An assessment of microbiological profile of enteric pathogens in pediatric stool specimens and antibiotic sensitivity pattern of implicated bacterial agents were performed in Abakaliki, Nigeria. Of the 150 children diagnosed with diarrhoea (cases), at least one enteropathogen was detected in 122(81.3%). Among the 50 children without diarrhoea (controls), 4(8.0%,) had enteropathogen. Rotavirus was detected in 35(23.3%) cases but none in the controls. Bacterial detected among cases included Escherichia coli (15.3%), Salmonella species (11.3%) and Klebsiella species (7.3%). Entamoeba histolytica and Giardia lamblia were detected in 3.3% and 2.7% of the cases respectively. Infants aged 0-12 months old recorded highest frequency of enteropathogens. Enterobacter species, Shigella species and Campylobacter species exhibited a 100% susceptibility to oflaxacin, gentamycin and ciprofloxacin. All bacterial isolates showed 100% resistance to septrin, while E. coli, Salmonella species, Campylobacter species exhibited 100% resistance to augmentin. Immunization/effective childcare programmes, improved personal and environmental hygiene and health-education recommended.

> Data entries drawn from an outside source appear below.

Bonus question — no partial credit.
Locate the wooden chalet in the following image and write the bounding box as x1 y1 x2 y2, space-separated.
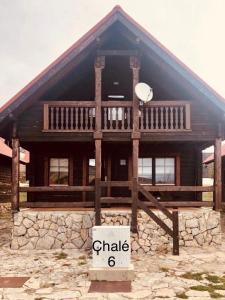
0 6 225 234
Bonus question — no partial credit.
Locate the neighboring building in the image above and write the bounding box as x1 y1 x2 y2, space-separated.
0 7 225 232
0 137 29 202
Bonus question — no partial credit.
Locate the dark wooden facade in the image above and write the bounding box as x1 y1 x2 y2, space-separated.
0 8 225 219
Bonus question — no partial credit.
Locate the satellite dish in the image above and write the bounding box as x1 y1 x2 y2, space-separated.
135 82 153 103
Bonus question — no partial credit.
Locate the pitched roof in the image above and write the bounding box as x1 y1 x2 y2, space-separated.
203 144 225 164
0 5 225 122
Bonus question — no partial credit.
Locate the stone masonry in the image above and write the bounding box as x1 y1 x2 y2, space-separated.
11 208 221 254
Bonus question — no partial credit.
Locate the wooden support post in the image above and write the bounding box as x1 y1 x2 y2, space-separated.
107 153 112 197
95 56 105 132
11 124 20 213
82 156 88 201
214 137 222 211
173 210 179 255
195 147 202 201
95 139 102 225
130 56 140 131
131 139 139 233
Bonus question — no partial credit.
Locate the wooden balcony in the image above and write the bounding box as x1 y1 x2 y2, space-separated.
43 101 191 132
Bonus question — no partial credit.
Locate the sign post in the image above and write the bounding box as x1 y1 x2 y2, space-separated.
89 226 134 281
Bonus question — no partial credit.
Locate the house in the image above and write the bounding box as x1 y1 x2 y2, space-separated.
0 6 225 252
0 137 29 202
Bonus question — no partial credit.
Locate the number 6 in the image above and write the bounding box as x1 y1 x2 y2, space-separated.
108 256 116 267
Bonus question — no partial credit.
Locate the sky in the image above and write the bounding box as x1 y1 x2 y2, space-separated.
0 0 225 150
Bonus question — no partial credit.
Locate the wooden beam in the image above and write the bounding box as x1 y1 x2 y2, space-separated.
20 201 94 208
97 50 138 56
95 139 102 181
130 56 140 131
141 184 214 192
11 137 20 212
19 185 95 193
132 139 139 178
95 178 101 226
175 155 181 185
95 56 105 132
173 210 179 255
44 156 49 186
131 139 139 232
82 155 88 201
100 181 132 187
214 138 222 211
95 139 102 225
107 152 112 197
144 200 213 208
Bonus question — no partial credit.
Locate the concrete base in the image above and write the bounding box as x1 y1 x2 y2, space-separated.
89 264 134 281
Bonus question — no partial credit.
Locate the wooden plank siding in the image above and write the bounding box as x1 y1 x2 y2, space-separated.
24 142 208 202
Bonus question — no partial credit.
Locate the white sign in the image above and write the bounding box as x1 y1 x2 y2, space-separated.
92 226 131 268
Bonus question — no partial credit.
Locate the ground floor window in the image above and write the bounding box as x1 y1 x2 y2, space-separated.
49 158 69 185
138 158 152 184
138 157 176 185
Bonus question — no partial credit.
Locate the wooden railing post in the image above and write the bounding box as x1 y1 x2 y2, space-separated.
94 133 102 225
130 56 140 131
131 136 140 232
173 210 179 255
131 178 138 233
214 137 222 211
95 56 105 132
11 123 20 212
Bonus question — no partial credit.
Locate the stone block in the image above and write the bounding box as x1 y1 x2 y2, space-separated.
89 264 135 281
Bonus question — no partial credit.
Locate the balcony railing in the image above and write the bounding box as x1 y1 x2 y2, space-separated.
43 101 191 132
139 101 191 131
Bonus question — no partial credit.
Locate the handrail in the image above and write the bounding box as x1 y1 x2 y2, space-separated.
100 181 132 187
141 184 214 192
19 186 95 193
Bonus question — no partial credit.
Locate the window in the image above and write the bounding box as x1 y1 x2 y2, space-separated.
49 158 69 185
138 157 175 185
138 158 152 184
88 158 95 185
155 158 175 184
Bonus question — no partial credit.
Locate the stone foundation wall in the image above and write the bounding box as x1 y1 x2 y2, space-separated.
11 209 221 253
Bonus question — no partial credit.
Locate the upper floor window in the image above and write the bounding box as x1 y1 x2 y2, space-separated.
88 158 95 185
138 158 152 184
155 157 175 184
49 158 69 185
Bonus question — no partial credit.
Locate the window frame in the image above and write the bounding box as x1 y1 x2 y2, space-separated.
138 154 180 186
48 156 70 186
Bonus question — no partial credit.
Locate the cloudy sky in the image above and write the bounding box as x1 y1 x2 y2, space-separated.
0 0 225 106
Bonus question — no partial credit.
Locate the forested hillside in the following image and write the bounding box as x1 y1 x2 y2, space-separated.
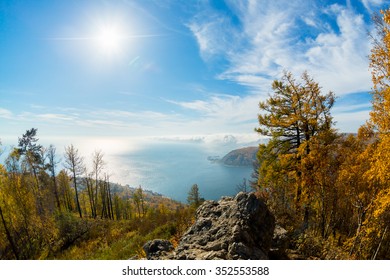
0 132 193 259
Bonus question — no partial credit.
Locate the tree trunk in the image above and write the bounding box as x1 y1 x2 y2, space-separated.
0 206 19 260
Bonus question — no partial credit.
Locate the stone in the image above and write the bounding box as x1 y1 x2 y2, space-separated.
144 192 275 260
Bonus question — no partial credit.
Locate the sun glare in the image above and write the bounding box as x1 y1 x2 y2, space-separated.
95 25 125 55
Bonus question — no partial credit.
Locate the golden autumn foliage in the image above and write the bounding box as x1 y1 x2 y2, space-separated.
0 129 194 259
253 10 390 259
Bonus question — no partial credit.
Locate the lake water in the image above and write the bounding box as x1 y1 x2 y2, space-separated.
106 142 253 202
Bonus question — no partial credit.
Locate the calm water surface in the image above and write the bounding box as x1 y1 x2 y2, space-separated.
111 142 253 202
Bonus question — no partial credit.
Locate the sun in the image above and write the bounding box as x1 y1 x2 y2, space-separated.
95 24 125 55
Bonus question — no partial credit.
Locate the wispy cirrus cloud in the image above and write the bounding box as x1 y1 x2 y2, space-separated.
184 0 384 131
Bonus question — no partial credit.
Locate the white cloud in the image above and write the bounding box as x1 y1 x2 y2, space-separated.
0 108 13 119
190 0 371 96
361 0 385 12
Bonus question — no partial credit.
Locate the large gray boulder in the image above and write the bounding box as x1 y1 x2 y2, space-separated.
147 192 275 260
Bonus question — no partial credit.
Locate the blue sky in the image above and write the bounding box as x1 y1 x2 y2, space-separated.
0 0 389 151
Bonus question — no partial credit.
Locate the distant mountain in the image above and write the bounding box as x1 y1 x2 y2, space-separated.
220 147 258 166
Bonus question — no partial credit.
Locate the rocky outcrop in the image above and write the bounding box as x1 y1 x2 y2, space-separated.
144 193 275 260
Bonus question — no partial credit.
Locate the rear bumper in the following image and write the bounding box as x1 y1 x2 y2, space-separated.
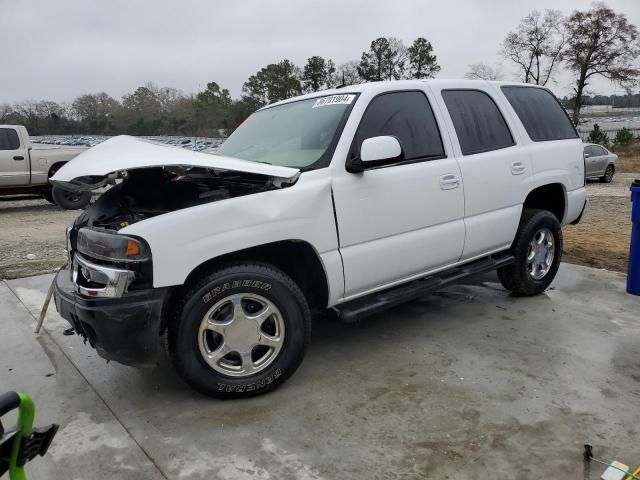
54 270 167 366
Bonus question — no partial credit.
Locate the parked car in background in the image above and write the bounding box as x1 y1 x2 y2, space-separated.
584 143 618 183
0 125 91 210
52 80 587 398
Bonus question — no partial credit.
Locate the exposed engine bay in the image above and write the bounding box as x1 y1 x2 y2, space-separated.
73 166 289 231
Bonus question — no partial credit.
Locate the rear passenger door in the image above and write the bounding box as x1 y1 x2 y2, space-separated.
333 90 464 297
584 145 598 177
589 145 609 175
438 88 531 260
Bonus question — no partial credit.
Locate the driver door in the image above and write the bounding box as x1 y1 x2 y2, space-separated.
0 128 29 187
333 90 465 298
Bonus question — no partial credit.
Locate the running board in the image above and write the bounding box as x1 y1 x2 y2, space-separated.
334 253 514 323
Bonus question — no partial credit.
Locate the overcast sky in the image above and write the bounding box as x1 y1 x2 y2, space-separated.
0 0 640 102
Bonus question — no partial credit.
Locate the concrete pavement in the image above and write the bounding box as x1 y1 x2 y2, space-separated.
0 264 640 480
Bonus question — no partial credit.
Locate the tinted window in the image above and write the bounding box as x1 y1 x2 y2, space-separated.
355 92 444 160
593 146 609 156
0 128 20 150
442 90 514 155
502 87 578 142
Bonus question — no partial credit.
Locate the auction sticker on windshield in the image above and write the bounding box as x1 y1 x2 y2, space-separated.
312 95 356 108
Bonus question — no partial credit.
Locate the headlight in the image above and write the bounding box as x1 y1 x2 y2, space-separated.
77 228 151 262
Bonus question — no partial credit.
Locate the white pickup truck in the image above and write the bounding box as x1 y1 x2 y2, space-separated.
52 80 587 398
0 125 91 210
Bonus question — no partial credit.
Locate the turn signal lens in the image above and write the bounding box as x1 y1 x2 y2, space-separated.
77 227 151 262
125 240 140 257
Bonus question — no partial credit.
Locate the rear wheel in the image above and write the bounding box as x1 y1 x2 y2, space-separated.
600 165 616 183
498 209 562 296
51 186 91 210
167 264 311 398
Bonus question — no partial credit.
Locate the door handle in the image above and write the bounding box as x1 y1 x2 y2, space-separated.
511 162 527 175
440 173 460 190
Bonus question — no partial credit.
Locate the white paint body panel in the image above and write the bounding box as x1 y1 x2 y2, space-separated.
0 125 86 187
54 80 586 306
51 135 299 186
120 169 342 296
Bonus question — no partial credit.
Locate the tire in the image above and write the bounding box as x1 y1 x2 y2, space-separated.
51 187 91 210
42 189 56 205
167 263 311 399
600 165 616 183
498 209 562 296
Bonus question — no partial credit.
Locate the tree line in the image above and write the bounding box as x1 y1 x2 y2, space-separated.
0 3 640 136
467 3 640 123
0 37 440 137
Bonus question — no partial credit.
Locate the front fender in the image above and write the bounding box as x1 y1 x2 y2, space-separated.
120 169 338 287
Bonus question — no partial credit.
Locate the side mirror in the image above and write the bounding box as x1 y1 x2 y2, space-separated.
347 135 402 173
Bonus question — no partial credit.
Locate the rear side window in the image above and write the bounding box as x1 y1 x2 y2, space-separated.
442 90 514 155
355 92 444 160
501 86 578 142
0 128 20 150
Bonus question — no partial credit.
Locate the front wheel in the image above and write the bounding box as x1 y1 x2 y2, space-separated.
167 263 311 398
51 186 91 210
498 209 562 296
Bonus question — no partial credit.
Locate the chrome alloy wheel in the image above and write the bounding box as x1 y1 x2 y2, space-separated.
527 228 555 280
198 293 285 377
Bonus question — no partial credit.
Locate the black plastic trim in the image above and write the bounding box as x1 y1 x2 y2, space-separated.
54 270 168 366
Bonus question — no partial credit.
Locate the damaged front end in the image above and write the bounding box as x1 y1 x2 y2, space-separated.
52 139 299 365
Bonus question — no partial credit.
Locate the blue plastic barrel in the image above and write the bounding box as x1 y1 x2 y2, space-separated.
627 179 640 295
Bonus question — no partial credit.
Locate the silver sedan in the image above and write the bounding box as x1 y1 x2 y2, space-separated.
584 143 618 183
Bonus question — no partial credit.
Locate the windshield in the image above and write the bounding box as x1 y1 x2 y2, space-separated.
217 94 356 168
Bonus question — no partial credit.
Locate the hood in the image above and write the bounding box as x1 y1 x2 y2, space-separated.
50 135 300 190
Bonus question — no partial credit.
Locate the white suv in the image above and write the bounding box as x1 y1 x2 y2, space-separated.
53 80 586 398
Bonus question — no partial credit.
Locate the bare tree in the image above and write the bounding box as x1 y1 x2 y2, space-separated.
501 10 566 85
464 62 502 80
564 3 640 123
331 60 363 87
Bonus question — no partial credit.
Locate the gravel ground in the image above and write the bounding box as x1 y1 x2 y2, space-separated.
0 196 79 278
0 173 640 279
564 173 639 272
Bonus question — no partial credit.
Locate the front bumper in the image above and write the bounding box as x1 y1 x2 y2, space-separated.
54 270 167 366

Infections are the major cause of severe morbidity and mortality among children worldwide . Diarrhoeal illness stands, as an important cause of infectious morbidity in children, exceeded only by respiratory tract infections and mortality is currently associated with cases that evolve without proper feeding or rehydration care, invasive diarrhoeas with extraintestinal or systemic involvement, or persistent diarrhoeas that occur especially in infants from low-level socioeconomic groups, who suffer previous deficiencies and develop severe nutritional consequences of enteric infection . Diarrhoea defined as excessive and frequent evacuation of watery faeces, usually indicating gastrointestinal distress or disorder of 3-7 days duration, is a frequent illness in developing countries and contributes to the deaths of 4.6 million to 6 million children annually in Asia, Africa, and South America and it has been estimated that in the very poor countries of these regions each child suffers up to 15 to 19 episodes of diarrhoea per year [2,3].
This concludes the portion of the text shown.